A comparison table of retrieval results before and after ROAD optimization. The 'Before' state shows a generic query 'Private' that loses context and fails. The 'After' state shows a reformulated query 'Disability case outpatient cost private hospital' that merges context from previous turns to successfully retrieve the correct document chunk.
Table 1: Contextual Query Reformulation

Case Study 2: Hallucination Prevention & Scope Management

The Challenge: The user asked a speculative, opinion-based question about the future financial solvency of the Social Security fund ("Will the money run out in 20 years?"). The "Before" model attempted to answer with generic info, while the "After" model correctly identified this as out-of-scope.

  • Question: "I heard news that if new people don't contribute, the Social Security fund will run out... will I still get money when I'm 60?"
A comparison table of agent responses to out-of-scope queries. The 'Before' state fails by providing a generic explanation that doesn't answer the specific risk question, creating a 'soft hallucination.' The 'After' state successfully triggers a 'No Data / Out of Scope' decision node, correctly stating that the information is unavailable in the database.
Table 2: Hallucination Prevention & Scope Management

Conclusion

In the race to production, speed isn't just a metric, it is survival. The transition to the ROAD workflow proves that we no longer have to choose between deploying fast and deploying smart. We can do both.

While the original GEPA algorithm revolutionized academic benchmarks by drastically reducing sample requirements compared to traditional Reinforcement Learning, ROAD takes the next leap: Zero-Shot Data Curation. We achieved a 5.6% jump in Success Rate and a 3.8% boost in Search Accuracy not by spending weeks labeling data, but by simply letting the system learn from its own mistakes.

In just three automated iterations, ROAD delivered production-grade improvements with zero manual intervention.

Trading Tokens for Time: The Ultimate ROI

Critics might point to the "Token Tax", the computational cost of using three separate LLMs to analyze, optimize, and coach. We call it Strategic Leverage.

We are effectively trading cheap compute credits for invaluable engineering hours. Instead of burning your lead engineer's time on tedious log analysis and prompt tweaking, ROAD automates the heavy lifting. It identifies logic gaps and patches "stupid" errors in hours, not days.
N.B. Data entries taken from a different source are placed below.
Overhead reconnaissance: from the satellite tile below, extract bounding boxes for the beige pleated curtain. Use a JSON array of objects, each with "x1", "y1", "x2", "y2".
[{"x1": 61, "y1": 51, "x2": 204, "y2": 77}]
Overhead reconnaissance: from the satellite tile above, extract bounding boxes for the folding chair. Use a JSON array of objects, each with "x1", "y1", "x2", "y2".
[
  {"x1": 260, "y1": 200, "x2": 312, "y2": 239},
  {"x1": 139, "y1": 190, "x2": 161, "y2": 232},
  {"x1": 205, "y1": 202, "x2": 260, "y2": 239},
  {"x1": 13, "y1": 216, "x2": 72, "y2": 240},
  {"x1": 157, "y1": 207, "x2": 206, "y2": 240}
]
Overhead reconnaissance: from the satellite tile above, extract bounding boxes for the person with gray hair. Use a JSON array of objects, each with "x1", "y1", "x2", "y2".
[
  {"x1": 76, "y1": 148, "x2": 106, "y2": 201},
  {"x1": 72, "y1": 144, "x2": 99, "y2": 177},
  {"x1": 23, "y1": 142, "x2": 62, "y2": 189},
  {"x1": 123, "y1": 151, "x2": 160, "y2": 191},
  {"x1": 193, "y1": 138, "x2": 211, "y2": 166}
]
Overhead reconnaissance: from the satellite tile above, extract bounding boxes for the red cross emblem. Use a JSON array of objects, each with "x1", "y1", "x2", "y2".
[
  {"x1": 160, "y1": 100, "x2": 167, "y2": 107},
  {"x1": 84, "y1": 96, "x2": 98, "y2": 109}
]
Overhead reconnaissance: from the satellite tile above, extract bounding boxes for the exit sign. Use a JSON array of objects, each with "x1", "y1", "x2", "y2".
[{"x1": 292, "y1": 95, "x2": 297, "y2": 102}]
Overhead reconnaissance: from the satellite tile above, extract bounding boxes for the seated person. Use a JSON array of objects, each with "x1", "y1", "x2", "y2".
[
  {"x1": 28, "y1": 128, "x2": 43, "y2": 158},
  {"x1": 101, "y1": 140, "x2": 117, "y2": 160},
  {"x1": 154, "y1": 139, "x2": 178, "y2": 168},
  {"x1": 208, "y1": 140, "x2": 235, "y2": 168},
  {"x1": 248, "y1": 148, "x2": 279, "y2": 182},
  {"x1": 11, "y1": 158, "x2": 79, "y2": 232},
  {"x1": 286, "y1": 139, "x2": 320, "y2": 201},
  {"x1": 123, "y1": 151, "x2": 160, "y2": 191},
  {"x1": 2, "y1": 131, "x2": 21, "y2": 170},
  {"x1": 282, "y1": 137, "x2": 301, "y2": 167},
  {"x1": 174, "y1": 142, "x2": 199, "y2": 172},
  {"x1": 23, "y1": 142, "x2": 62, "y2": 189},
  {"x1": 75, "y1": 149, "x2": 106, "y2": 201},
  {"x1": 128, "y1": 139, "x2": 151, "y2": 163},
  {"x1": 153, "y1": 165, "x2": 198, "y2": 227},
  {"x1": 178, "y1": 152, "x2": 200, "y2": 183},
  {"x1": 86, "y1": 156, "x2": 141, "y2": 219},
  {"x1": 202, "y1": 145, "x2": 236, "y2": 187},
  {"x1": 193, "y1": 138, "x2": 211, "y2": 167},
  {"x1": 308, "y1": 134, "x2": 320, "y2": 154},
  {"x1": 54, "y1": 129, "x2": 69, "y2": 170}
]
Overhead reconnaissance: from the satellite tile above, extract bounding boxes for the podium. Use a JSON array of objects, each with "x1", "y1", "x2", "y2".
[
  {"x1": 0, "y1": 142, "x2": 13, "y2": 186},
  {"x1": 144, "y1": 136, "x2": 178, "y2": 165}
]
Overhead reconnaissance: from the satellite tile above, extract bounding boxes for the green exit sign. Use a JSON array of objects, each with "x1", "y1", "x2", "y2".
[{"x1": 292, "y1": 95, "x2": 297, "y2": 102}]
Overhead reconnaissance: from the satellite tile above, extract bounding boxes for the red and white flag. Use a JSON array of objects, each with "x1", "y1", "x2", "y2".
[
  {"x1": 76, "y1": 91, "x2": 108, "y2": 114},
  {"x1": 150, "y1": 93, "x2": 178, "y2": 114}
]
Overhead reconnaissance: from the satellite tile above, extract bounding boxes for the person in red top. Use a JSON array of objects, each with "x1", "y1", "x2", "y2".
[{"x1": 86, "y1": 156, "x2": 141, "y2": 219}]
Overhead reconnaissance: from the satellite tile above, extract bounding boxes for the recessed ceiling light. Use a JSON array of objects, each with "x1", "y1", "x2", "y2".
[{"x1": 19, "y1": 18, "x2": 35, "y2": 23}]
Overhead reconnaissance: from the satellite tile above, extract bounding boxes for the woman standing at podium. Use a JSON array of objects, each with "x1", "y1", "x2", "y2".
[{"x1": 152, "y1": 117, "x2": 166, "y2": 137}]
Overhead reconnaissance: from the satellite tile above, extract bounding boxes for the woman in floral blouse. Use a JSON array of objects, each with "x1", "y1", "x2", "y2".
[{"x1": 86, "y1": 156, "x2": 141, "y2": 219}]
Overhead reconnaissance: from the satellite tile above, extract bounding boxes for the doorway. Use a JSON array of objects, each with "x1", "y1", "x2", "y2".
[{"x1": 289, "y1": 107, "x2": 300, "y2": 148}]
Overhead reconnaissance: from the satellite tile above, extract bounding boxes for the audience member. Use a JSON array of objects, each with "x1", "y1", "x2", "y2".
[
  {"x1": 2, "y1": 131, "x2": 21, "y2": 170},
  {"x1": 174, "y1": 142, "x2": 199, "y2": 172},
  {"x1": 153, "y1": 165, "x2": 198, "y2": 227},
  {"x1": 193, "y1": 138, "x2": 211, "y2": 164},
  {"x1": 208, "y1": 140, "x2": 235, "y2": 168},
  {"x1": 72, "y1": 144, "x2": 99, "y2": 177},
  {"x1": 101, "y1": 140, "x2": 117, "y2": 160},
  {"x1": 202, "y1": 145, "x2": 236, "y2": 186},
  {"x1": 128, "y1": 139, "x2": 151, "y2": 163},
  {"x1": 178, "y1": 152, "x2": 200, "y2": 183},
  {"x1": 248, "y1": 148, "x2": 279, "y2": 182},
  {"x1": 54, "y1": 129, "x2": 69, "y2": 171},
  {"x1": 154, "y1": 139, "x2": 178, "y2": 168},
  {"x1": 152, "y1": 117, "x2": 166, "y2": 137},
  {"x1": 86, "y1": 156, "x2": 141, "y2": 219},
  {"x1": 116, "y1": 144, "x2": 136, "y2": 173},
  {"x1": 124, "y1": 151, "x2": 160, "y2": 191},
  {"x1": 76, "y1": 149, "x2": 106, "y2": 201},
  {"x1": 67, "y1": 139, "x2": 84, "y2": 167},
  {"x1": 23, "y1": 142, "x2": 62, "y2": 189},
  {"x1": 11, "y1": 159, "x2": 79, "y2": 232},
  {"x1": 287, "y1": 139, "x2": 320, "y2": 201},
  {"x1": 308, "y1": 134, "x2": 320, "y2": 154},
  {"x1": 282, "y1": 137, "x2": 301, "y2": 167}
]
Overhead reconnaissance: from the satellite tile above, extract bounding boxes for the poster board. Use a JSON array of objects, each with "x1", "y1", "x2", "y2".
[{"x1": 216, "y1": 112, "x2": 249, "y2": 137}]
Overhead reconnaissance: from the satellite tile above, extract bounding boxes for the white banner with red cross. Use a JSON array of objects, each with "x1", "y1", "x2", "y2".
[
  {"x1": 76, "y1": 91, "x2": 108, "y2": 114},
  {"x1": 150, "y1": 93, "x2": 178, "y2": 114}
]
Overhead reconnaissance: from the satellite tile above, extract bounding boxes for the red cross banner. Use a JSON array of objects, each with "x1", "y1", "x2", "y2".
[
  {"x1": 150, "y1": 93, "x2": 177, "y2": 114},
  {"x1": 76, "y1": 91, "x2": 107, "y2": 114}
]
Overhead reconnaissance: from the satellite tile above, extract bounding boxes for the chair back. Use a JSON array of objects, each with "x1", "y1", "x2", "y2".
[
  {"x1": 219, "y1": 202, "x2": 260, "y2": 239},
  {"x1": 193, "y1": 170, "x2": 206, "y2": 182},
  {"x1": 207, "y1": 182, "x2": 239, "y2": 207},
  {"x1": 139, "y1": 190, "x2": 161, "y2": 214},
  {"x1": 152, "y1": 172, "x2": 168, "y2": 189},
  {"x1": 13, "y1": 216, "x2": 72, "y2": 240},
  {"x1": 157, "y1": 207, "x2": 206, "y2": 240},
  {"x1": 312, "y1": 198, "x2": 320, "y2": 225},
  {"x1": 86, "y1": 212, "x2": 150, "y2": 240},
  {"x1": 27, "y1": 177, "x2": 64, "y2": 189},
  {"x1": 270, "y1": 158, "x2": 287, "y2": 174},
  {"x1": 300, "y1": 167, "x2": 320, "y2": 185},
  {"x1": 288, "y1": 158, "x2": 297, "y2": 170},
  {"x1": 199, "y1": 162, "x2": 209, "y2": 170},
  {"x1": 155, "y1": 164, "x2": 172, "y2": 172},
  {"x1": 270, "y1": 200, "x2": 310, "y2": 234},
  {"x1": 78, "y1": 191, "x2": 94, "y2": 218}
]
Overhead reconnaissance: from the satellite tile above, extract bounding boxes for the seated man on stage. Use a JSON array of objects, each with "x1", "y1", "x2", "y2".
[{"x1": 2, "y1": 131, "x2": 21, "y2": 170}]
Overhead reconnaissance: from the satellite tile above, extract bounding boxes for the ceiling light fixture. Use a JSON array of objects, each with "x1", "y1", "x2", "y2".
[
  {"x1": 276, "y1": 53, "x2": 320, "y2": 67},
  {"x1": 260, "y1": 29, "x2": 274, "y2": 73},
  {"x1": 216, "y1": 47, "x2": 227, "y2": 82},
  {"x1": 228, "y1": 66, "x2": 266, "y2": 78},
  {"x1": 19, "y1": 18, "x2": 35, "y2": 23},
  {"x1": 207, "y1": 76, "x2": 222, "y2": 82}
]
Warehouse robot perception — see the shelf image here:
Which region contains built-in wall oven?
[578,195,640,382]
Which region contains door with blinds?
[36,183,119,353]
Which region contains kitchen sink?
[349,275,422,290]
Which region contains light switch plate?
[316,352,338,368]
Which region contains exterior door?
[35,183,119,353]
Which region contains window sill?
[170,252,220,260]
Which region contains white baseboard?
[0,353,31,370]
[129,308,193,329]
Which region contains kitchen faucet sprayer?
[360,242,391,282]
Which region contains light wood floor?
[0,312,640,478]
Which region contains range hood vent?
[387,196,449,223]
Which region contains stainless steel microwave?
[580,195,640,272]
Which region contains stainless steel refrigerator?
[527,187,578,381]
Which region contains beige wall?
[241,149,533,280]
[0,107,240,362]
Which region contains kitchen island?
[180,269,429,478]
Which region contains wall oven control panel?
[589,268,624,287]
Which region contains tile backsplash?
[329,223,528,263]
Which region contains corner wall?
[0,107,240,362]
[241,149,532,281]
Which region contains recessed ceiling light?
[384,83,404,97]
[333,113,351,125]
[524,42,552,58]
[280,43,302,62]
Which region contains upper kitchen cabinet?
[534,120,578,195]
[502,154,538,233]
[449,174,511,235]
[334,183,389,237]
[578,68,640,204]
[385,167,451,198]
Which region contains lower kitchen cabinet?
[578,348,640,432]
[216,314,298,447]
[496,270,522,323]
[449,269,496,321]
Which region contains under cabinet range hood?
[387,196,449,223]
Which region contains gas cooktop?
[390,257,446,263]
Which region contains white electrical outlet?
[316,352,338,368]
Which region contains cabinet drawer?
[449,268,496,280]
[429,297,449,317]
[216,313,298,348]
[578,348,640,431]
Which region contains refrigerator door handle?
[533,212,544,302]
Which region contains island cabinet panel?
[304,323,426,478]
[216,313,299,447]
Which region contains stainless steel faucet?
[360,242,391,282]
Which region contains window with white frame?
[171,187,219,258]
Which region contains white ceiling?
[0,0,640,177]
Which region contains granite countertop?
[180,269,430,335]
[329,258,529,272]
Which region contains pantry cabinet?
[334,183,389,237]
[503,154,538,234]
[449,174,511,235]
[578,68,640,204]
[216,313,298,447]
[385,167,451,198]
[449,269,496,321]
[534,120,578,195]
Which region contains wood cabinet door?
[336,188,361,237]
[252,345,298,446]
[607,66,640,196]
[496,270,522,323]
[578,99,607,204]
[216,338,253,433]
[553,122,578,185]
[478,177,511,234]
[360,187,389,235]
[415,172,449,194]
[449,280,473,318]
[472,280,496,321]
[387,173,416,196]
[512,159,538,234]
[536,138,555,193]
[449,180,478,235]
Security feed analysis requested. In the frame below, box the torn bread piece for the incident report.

This isn't an expense; it is an investment in velocity.

The Verdict

ROAD is the ultimate accelerator for the "Cold Start" problem. It is the bridge that takes you from a messy, unrefined prototype to a robust, self-correcting agent. While it may not hit the theoretical ceiling of a massive 20,000-rollout RL training run, it solves the problem that actually matters to businesses: Getting a high-quality agent into production, now.

We are done with the days of manual prompt grinding. With ROAD, we aren't just building agents; we are building systems that build themselves.